Tary🫀



En estos días que han pasado me he estrellado con la insaciable realidad de encontrar mis emociones revolucionadas, pero dentro de esa maravillosa revolución me he encontrado con regalos tan grandiosos los cuales no quiero dejar pasar, sino más que nada agradecer. 


Mi vida ha sido un constante sube y baja de emociones en el que en cada momento cuando pienso que las emociones ya están estables aparece algo nuevo para enseñarme y mostrarme que la vida es justamente eso, un camino emocional. Un camino en el nos enfrentamos a emociones que se sienten ligeras y en otros momentos a otras emociones que se sienten un poco más pesadas. 


A mis 28 años de vida puedo decir que aunque me considero una persona joven y llena de vida, ya ha sido mucho lo que he vivido. He visitado lugares en mi andar a los cuales no les veía una salida, pero tengo la grandiosa satisfacción y el orgullo de decir que siempre la he encontrado, porque aunque no la pueda ver siempre me he dedicado a crearla. 


Ayer, hablaba con una de mis mejores amigas y me decía “Tary has pasado por tanto y no te he visto derrumbarte, siempre has buscado la manera de salir a flote y lo has logrado… ¿Sabes?
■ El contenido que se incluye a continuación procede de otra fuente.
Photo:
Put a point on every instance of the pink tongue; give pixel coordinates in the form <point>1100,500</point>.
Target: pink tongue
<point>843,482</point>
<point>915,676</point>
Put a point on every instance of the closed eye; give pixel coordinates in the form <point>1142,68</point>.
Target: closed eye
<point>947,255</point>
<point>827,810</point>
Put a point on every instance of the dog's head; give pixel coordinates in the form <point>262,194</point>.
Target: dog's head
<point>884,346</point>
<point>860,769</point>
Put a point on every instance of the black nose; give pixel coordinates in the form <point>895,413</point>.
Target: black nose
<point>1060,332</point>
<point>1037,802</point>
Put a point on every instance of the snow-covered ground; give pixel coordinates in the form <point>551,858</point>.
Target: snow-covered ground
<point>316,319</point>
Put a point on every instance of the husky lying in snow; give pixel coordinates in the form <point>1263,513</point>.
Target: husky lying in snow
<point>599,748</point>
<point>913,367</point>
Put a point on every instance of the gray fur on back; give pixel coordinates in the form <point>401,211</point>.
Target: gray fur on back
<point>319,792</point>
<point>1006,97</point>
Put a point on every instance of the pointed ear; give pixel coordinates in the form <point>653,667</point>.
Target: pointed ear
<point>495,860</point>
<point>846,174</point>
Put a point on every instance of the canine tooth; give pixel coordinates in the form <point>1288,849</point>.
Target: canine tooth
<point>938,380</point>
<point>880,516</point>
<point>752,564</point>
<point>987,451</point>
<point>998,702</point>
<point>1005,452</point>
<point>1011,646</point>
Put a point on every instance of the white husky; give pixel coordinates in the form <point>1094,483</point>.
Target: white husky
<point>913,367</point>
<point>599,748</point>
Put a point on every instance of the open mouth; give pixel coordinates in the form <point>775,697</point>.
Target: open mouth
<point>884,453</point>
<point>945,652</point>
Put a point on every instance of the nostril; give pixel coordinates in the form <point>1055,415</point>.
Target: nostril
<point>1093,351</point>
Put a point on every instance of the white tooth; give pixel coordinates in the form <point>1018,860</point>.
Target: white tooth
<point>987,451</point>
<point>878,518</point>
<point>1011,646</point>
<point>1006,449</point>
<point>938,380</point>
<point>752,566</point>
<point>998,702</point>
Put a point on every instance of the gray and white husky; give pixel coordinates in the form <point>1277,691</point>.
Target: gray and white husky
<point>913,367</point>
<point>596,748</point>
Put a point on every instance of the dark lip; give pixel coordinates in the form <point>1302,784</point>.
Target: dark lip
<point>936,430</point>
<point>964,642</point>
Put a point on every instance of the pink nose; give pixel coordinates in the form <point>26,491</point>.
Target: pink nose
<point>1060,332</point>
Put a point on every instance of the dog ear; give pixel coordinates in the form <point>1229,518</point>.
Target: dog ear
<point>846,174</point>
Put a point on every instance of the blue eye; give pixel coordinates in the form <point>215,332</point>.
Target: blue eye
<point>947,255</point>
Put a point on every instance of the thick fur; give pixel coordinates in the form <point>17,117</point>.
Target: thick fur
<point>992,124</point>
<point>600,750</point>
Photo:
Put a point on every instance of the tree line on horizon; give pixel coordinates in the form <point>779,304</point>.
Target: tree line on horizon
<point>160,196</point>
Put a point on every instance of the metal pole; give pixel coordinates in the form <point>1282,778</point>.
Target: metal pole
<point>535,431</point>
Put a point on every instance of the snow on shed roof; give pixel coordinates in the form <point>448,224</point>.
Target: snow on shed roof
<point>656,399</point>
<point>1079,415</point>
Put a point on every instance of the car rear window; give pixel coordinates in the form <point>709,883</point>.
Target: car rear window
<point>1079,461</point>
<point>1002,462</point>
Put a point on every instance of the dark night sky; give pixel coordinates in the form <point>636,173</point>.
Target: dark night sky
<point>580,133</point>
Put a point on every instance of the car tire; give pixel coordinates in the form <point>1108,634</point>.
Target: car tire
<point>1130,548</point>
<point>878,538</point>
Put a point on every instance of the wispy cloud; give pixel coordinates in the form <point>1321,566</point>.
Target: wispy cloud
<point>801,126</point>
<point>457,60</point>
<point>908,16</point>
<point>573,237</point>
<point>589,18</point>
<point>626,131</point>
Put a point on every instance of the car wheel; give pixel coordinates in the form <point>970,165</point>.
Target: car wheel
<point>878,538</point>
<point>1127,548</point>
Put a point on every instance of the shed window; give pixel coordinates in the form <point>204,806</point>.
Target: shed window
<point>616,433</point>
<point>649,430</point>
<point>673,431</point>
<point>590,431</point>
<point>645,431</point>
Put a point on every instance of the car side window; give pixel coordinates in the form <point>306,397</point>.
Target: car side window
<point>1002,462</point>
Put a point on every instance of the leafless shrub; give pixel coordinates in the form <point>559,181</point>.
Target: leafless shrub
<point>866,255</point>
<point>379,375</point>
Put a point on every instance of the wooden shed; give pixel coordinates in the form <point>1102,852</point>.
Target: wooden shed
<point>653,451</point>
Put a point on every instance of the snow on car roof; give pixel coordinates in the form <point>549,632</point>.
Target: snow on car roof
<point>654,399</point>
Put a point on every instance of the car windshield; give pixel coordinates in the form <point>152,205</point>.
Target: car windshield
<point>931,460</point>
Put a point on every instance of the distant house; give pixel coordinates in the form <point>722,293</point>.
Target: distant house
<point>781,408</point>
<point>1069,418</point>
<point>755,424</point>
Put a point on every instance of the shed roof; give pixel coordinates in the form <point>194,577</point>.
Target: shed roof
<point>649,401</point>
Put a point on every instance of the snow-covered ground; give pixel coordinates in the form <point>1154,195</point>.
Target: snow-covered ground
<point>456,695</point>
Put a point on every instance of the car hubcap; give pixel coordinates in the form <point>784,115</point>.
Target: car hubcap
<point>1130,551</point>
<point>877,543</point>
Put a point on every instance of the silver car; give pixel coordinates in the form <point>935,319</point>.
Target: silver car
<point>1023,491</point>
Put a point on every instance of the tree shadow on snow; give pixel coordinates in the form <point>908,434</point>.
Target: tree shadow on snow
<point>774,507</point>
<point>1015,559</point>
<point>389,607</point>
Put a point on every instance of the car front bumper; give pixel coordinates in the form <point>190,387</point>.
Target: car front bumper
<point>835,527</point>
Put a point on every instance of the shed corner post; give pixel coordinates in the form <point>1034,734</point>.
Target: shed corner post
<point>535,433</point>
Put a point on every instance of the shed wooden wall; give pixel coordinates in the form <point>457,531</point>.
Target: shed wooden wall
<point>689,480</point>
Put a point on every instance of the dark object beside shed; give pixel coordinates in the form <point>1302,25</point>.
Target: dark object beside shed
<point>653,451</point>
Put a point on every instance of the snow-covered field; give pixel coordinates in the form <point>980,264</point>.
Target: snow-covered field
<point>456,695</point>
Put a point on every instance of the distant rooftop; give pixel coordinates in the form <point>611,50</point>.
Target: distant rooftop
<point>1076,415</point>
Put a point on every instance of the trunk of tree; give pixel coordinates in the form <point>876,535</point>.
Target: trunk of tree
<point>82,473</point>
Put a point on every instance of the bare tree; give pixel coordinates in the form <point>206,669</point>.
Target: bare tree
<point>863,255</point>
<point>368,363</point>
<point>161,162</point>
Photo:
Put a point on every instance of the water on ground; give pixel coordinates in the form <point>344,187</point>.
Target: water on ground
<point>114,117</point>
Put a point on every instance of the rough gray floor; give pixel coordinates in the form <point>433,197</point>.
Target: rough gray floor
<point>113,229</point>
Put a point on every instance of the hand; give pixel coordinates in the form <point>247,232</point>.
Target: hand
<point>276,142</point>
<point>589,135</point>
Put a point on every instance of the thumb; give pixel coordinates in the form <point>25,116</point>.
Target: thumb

Nunca te lo digo, pero me siento inmensamente orgullosa de ti, porque se que has entregado cada fibra de tu Ser para ser la persona que hoy eres, y la persona que eres en tu interior se ve y se refleja en tu exterior… es visible y evidente ante cualquier vista.”

Ella… ha sido una de las personas que me ha recalcado esto en los últimos días, pero me encuentro con el grandioso privilegio de haber escuchado esto no solo de ella, sino de muchas de las personas que me aman y me rodean. 


Estos comentarios me han dejado con la cabeza pensativa pero con el corazón explotando de Amor, Amor por ellos por supuesto, pero más que todo Amor por mi. 


Aunque yo sepa perfectamente lo que valgo y la clase de persona que soy, tenga claro mi rumbo y la misión que quiero cumplir en este transitar por la tierra, hay momentos en mi vida en los que así como cualquier persona, pierdo el rumbo…


Hay momentos en mi vida en los que dudo. 

Hay momentos en mi vida en los que me cuestiono. 

Hay momentos en mi vida en los que me pregunto si lo estoy haciendo bien. 

Hay momentos en los que desconfío. 

Hay momentos en mi vida en los que sufro. 

Hay momentos en mi vida en los que me nublo. 

Hay momentos en mi vida en los que se me van las ganas. 

Hay momentos en mi vida en los que me encuentro a oscuras sentada frente a mi sombra y no con ella detrás de mi. 


Se que así como a mi, esto es algo que nos pasa a todos… y es en esos momentos cuando más busco conectarme con el mundo celestial para conseguir una red de apoyo que me sostenga cuando yo no me puedo sostener. 


Estas personas, estas palabras, estos momentos, son Ángeles que Dios pone en mi camino para regresarme el aliento cuando a mi me falte el aire, y hoy quiero agradecer por esas personas, esos momentos, esas palabras que me han regresado la vida a la vida… que me han recordado lo que por momentos yo puedo llegar a olvidar.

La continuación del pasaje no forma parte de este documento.